La Terrasse

"La culture est une résistance à la distraction" Pasolini

Théâtre - Critique

Une Ile

Une Ile - Critique sortie Théâtre
Crédit photo : Christophe Raynaud de Lage Légende photo : Une Ile ou les masques de la révélation.

Publié le 10 mars 2008

Un plateau nu, douze masques, la simplicité d’une langue qui réinvente le réel, la force d’un jeu éblouissant : François Cervantes et les siens prouvent que l’art est le rival du monde.

Impression étrange que celle que provoque d’emblée ce spectacle qui joue des pouvoirs mystagogues du théâtre comme un servant malicieux qui ouvrirait et fermerait les portes du sacré pour mieux appâter les fidèles.
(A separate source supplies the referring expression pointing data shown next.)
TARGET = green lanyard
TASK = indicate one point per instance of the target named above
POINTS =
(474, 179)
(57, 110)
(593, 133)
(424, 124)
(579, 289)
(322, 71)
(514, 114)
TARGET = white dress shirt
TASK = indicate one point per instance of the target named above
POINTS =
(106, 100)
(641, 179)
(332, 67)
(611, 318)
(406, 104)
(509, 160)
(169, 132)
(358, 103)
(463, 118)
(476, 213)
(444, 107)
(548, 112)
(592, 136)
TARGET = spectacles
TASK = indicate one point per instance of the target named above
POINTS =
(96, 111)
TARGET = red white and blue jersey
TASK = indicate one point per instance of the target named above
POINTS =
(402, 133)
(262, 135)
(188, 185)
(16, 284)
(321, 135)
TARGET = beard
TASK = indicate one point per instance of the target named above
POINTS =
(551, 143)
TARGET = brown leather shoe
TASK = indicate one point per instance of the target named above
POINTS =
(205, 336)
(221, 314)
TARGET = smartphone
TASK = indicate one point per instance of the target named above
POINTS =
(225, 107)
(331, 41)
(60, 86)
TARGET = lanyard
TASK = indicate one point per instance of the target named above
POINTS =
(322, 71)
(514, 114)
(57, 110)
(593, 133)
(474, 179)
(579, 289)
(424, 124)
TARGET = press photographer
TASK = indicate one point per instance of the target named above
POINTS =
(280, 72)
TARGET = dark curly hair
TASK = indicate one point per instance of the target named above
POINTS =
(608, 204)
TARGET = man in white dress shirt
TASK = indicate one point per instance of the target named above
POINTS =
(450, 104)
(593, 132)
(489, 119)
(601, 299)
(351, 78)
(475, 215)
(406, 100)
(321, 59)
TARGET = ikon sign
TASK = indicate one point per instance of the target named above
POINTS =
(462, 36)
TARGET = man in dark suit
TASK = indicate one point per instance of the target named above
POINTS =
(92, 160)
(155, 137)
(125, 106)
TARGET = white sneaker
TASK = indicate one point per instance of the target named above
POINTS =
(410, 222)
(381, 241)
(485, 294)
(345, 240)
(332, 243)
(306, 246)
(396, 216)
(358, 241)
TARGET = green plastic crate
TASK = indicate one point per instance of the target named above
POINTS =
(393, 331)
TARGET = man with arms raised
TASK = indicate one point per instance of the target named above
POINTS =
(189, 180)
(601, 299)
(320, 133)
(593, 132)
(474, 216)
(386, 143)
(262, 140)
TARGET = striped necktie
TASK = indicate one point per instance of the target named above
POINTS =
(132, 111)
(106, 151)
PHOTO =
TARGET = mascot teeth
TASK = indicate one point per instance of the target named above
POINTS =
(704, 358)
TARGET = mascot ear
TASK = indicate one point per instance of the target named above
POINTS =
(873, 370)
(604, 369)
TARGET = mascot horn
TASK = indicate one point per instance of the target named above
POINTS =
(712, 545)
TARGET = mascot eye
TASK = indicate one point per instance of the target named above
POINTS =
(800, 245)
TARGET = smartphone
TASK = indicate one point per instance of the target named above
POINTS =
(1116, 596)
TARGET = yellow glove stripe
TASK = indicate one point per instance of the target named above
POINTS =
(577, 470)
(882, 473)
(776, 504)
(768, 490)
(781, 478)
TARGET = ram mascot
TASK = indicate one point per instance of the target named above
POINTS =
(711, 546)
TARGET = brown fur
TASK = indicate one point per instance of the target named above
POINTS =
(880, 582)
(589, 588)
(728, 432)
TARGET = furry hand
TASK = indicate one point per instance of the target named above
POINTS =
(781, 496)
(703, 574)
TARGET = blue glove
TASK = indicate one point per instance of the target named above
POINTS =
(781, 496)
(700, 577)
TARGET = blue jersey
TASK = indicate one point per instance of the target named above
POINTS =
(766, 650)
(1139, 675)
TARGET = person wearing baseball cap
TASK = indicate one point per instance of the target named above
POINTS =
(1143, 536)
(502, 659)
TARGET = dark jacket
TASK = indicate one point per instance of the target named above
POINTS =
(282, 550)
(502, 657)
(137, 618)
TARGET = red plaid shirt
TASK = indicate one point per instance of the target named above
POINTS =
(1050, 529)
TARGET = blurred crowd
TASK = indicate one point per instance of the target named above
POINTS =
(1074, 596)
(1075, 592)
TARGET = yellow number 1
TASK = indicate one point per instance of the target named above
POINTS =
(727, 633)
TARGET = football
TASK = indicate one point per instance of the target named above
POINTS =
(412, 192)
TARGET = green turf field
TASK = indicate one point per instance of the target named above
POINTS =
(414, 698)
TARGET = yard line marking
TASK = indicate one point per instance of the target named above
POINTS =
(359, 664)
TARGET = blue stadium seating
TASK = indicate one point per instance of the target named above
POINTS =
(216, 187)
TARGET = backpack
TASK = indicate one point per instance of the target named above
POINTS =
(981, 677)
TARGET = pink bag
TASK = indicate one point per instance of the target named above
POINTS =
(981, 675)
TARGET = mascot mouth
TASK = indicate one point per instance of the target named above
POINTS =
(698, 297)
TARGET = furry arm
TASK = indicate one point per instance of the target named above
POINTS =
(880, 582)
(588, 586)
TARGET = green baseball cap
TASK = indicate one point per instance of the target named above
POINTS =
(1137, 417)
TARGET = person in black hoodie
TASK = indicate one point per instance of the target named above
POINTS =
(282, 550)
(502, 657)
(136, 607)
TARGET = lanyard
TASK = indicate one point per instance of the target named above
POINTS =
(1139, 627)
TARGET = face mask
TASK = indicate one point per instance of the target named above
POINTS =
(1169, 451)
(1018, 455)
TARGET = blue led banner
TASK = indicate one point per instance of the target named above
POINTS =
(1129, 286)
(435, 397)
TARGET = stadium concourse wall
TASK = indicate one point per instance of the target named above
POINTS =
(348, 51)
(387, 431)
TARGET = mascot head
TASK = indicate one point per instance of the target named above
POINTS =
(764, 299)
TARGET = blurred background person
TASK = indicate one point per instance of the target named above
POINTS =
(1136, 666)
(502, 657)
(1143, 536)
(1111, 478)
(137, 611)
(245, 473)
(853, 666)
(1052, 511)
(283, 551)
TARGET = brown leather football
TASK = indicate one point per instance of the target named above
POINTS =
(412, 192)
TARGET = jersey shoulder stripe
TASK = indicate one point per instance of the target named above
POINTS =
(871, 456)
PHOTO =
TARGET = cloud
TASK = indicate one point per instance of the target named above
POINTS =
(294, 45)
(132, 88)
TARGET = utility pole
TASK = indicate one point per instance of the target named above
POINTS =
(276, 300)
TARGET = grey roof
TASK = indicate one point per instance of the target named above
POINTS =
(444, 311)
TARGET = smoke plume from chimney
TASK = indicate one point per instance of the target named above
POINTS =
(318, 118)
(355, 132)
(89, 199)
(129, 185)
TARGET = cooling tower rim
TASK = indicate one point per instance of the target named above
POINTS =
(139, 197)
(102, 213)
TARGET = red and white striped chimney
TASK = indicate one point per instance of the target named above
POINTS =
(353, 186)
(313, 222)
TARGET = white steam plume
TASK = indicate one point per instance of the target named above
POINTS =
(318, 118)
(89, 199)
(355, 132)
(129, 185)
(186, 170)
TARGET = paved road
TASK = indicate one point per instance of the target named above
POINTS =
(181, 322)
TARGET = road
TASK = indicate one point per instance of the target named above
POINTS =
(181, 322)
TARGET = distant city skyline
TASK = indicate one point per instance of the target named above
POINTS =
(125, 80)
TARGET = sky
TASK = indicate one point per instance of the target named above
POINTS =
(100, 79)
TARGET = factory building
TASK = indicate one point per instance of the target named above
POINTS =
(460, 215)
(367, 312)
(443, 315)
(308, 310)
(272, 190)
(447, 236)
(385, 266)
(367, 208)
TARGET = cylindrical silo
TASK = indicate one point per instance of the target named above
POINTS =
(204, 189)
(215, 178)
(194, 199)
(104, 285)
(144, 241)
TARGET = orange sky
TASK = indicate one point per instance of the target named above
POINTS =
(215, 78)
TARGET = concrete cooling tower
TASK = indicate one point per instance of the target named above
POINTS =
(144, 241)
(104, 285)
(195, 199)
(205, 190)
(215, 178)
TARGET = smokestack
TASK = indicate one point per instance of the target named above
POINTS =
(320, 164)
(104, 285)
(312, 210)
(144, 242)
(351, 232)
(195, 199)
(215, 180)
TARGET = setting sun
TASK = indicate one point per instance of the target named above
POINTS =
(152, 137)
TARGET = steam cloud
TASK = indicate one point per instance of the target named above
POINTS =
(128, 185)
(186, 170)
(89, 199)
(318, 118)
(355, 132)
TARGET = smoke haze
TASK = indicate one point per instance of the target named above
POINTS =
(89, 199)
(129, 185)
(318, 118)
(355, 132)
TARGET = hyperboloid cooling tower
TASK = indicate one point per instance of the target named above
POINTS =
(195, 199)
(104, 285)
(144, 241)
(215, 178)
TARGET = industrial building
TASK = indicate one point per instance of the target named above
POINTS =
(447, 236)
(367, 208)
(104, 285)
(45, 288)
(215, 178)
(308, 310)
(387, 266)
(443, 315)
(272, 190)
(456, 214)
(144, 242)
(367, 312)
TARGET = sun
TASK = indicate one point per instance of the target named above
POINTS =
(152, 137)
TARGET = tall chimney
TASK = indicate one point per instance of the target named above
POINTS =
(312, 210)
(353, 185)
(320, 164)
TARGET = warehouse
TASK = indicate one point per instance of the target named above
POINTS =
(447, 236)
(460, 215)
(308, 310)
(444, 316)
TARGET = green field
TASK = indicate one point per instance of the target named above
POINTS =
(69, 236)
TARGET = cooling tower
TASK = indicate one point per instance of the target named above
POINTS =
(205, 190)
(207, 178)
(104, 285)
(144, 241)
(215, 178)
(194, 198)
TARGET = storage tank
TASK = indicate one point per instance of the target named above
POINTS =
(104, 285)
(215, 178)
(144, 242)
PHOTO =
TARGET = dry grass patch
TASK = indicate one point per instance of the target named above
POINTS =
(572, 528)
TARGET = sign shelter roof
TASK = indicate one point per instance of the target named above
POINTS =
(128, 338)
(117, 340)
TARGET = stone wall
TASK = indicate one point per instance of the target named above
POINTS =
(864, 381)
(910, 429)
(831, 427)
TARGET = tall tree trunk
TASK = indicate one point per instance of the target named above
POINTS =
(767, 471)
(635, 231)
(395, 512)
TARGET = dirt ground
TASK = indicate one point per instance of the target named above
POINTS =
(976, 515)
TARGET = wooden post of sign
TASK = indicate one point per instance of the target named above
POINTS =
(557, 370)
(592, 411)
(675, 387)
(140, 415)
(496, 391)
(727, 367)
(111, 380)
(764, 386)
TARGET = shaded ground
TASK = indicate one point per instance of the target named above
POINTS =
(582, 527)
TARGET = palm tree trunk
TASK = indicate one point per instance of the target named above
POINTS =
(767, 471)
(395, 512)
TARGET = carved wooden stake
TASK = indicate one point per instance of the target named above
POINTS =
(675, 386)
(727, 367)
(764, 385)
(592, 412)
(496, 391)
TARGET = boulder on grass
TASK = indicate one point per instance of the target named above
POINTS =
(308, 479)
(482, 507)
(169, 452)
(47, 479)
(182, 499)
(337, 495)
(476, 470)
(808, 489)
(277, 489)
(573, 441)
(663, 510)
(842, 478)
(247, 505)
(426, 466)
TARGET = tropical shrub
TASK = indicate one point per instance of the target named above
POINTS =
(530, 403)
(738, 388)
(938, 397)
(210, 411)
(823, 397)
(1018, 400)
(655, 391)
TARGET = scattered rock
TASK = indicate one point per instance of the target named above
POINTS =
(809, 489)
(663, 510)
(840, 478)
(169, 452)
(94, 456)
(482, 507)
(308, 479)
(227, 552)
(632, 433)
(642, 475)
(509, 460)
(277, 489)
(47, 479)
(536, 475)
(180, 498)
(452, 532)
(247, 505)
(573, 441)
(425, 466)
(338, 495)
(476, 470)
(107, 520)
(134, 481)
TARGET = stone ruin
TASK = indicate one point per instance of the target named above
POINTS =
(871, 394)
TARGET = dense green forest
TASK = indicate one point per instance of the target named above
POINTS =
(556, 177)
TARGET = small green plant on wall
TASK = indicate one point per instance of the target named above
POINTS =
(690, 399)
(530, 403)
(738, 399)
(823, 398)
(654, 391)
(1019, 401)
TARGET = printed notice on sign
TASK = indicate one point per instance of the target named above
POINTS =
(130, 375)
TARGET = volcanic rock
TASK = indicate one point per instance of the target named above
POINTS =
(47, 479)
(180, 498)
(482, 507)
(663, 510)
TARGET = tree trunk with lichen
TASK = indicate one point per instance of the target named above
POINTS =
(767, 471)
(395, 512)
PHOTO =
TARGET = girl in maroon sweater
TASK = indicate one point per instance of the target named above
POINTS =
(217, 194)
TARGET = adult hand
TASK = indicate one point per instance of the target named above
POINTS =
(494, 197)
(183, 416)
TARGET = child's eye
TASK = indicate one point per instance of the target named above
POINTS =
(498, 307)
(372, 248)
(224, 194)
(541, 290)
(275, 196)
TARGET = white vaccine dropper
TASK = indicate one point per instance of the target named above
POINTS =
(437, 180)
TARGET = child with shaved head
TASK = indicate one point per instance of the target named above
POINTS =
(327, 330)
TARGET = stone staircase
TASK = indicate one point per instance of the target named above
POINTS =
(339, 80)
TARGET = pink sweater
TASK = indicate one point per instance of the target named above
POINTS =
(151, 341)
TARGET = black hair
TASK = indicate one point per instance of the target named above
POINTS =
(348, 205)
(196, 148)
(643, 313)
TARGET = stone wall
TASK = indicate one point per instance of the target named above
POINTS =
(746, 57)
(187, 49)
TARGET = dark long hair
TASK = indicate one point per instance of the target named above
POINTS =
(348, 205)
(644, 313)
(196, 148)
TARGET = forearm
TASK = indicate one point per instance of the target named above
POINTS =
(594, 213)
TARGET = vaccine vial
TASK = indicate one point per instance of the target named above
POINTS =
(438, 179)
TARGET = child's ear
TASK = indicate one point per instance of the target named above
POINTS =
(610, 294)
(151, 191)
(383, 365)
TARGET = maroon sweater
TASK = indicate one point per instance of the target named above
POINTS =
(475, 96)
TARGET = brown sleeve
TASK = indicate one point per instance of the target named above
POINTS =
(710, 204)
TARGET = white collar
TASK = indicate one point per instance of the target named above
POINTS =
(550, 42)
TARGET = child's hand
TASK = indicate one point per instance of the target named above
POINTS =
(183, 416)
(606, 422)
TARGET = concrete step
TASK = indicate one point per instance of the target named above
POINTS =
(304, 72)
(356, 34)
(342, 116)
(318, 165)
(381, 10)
Tout commence dans un presque réalisme pourtant déjà gros des mystères à venir. Quatre personnages vêtus de noir, prénommés comme les acteurs qui les incarnent, entrent sur le plateau. L’une d’eux semble plus familière des lieux que leur art va faire surgir, visiteuse peut-être déjà de cette île où ils ont échoué, mais rien n’est vraiment dit de la latitude imaginaire de cette terre étrange : utopie, hétérotopie, uchronie, au-delà, terre intelligible, rêve ou délire ? Nicole (Choukroun), Philippe (Foch), Catherine (Germain) et Stephan (Pastor) sont venus ramener chez elle la jeune femme silencieuse qui servait de modèle à leur ami peintre après la mort de celui-ci, et découvrent à cette occasion l’histoire de son île natale, qu’ils vont sillonner de l’intérieur d’eux-mêmes, en incarnant sous le masque les différents personnages qui l’habitent. L’exploration menée est donc autant géographique que psychologique et invite le spectateur à une plongée en ses propres arcanes, inconscientes ou archaïques, qui sont peut-être le terrain de ses propres légendes, le lieu de ses propres fantasmes.
 
Quand le masque se met à vivre…
 
Le kamikaze, l’adolescente, la mère, le commerçant, la beauté, le joueur, le fou, le sage, l’architecte, le veilleur, le voleur, le vieux : autant de figures surgies d’un tarot fantastique, d’un bestiaire enchanté, d’une mythologie syncrétique et que les quatre comédiens interprètent avec un talent fascinant qui obnubile au point qu’on ne peut pas ne pas croire à l’absolue réalité de ces êtres fabriqués du limon du langage et animés par le souffle du génie dramatique de ceux qui les accouchent par leur jeu. La force créatrice du théâtre s’exprime avec une puissance peu commune et Pygmalion ne dut pas être plus ébloui que le public au spectacle de la vie ainsi accordée à l’essence modelée dans la pierre. Née de la rencontre entre François Cervantes et Didier Mouturat, le sculpteur de cette famille de douze masques, Une Ile raconte de douze façons différentes l’histoire de ce hors-lieu étrange, où l’émotion et le rire atteignent des degrés d’intensité incroyables. Le théâtre devient avec François Cervantes et les siens temps de la sidération et lieu de la magie.
 
Catherine Robert


Une Ile, écriture et mise en scène de François Cervantes. Théâtre Massalia, Friche La Belle de Mai. Du 22 janvier au 15 mars 2008. Du mardi au samedi à 20h ; le dimanche à 16h ; relâche le 9 mars. Friche La Belle de Mai, 41, rue Jobin, 13003 Marseille. Réservations au 04 95 04 95 70. Le 11 avril 2008 à 20h30 au Théâtre Paul-Eluard, 4, avenue de Villeneuve-Saint-Georges, 94600 Choisy-le-Roi. Réservations au 01 48 90 89 79. Le 25 avril 2008 à 20h30 au Théâtre de la Tête Noire, La Chapelle Vieille, 144, ancienne route de Chartres, 45770 Saran. Réservations au 02 38 73 14 14. Du 13 au 16 mai 2008 à 21h. Centre Dramatique National de Sartrouville, place Jacques-Brel, 78505 Sartrouville cedex. Réservations au 01 30 86 77 79.